Ann Maria Joji
Santa Claus, Saint Nicholas, Saint Nick, Father Christmas, Kris Kringle, Santy, or simply Santa is a figure with legendary, historical and folkloric origins who, in many Western cultures, is said to bring gifts to the homes of good children on 24 December, the night before Christmas day. The modern figure of Santa Claus is derived from the British figure of Father Christmas, the Dutch figure of sinterklaas, and, St. Nicholas the historical Greek bishop and gift-giver of Myra. This image became popular in the United States and Canada in the 19th century due to the significant influence of the 1823 poem “A visit from St. Nicholas “and of caricaturist and political cartoonist Thomas Nast.
Saint Nicholas of Myra was a 4th-century Greek Christian bishop of Myra (now Demre) in Lycia, a province of the Byzantine Empire, now in Turkey. Nicholas was famous for his generous gifts to the poor, in particular presenting the three impoverished daughters of a pious Christian with dowries so that they would not have to become prostitutes. He was very religious from an early age and devoted his life entirely to Christianity. In continental Europe (more precisely the Netherlands, Belgium, Austria and Germany) he is usually portrayed as a bearded bishop in canonical robes.

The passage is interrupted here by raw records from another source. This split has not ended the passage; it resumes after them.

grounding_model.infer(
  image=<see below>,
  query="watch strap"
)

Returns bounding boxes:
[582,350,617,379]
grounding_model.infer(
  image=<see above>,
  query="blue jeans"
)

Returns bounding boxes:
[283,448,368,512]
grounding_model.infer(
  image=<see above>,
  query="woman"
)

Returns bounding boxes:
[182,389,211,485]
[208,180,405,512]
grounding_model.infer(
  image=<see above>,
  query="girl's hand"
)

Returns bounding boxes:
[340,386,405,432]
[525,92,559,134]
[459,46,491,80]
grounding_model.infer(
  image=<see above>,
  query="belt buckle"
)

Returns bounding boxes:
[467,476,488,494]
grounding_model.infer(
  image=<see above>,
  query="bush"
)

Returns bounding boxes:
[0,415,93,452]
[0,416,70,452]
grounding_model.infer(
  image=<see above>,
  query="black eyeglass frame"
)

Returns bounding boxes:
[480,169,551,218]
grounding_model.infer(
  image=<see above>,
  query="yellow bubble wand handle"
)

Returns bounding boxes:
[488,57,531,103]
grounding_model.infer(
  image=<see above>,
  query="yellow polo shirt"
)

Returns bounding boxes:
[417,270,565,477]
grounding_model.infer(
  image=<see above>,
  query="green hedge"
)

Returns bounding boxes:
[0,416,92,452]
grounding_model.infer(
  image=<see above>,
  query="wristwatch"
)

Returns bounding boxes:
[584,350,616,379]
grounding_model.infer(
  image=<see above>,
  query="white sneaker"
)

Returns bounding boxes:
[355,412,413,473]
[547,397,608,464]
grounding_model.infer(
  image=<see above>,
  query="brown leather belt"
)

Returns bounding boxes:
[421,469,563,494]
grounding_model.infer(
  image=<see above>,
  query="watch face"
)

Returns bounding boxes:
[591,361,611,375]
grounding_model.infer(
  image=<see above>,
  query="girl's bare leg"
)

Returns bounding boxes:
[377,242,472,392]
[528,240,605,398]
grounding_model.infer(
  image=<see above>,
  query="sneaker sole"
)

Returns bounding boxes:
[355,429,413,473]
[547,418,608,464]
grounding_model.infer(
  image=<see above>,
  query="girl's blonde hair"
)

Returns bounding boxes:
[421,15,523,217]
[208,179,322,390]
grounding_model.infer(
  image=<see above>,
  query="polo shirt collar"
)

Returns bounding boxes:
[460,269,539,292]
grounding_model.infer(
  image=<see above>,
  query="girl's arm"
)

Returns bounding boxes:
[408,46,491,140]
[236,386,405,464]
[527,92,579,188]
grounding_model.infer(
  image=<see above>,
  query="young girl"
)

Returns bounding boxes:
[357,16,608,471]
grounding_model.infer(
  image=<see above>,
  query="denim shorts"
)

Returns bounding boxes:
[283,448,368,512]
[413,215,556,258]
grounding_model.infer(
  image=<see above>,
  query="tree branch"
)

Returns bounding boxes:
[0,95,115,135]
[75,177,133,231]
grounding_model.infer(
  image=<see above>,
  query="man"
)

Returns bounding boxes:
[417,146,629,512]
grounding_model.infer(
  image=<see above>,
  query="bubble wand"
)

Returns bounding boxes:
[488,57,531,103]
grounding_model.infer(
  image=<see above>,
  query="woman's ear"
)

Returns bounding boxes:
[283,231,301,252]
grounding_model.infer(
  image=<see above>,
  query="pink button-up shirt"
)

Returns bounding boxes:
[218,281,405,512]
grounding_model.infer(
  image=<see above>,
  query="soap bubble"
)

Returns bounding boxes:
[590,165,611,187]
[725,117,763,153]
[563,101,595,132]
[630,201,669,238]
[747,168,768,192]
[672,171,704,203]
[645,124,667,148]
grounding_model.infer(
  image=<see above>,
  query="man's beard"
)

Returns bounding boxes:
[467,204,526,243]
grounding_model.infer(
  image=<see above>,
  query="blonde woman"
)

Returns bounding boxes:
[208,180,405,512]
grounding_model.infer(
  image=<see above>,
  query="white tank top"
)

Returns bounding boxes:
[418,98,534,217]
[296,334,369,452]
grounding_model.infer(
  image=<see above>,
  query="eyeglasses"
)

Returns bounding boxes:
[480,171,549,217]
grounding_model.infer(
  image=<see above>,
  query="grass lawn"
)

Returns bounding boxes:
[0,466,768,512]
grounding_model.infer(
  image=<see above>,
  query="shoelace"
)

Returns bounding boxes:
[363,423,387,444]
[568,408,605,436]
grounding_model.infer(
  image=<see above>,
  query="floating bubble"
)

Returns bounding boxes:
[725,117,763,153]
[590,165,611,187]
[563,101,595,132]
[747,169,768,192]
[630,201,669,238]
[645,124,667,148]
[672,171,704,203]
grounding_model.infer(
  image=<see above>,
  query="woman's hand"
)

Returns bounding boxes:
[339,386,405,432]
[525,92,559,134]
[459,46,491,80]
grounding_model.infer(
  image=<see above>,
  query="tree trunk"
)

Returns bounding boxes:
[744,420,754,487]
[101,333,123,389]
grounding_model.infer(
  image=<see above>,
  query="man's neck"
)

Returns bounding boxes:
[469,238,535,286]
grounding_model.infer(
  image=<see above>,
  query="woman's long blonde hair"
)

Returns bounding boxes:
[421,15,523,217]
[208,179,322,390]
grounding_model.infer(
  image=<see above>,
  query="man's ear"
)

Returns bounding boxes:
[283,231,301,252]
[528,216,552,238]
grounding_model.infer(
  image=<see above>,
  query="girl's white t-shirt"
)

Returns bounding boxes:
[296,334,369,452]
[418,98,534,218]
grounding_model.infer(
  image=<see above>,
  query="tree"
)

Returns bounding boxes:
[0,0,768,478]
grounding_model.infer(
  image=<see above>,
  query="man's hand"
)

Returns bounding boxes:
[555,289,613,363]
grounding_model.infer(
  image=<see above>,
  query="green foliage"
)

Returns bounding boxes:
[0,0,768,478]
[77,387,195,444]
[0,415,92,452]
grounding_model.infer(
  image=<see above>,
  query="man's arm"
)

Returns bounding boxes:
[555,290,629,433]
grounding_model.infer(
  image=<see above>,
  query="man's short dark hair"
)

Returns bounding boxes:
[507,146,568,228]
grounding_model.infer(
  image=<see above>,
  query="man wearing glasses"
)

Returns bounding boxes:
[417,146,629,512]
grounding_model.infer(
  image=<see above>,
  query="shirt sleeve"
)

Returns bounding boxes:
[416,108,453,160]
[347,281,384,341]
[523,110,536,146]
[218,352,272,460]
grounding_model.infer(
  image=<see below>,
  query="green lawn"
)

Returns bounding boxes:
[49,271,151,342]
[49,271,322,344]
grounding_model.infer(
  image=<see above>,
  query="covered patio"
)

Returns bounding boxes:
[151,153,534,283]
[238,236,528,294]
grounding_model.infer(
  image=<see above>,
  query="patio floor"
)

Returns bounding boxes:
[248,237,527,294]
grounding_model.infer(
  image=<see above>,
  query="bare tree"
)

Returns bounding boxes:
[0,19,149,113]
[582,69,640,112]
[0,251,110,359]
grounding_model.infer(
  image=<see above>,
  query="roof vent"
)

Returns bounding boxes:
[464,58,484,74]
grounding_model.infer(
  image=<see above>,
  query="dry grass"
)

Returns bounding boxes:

The tradition of Santa Claus entering dwellings through the chimney is shared by many European seasonal gift-givers. In pre-Christian Norse tradition, Odin would often enter through chimneys and fire holes on the solstice. In the Italian Befana tradition, the gift-giving witch is perpetually covered with soot from her trips down the chimneys of children’s homes. In the tale of Saint Nicholas, the saint tossed coins through a window, and, in a later version of the tale, down a chimney when he finds the window locked.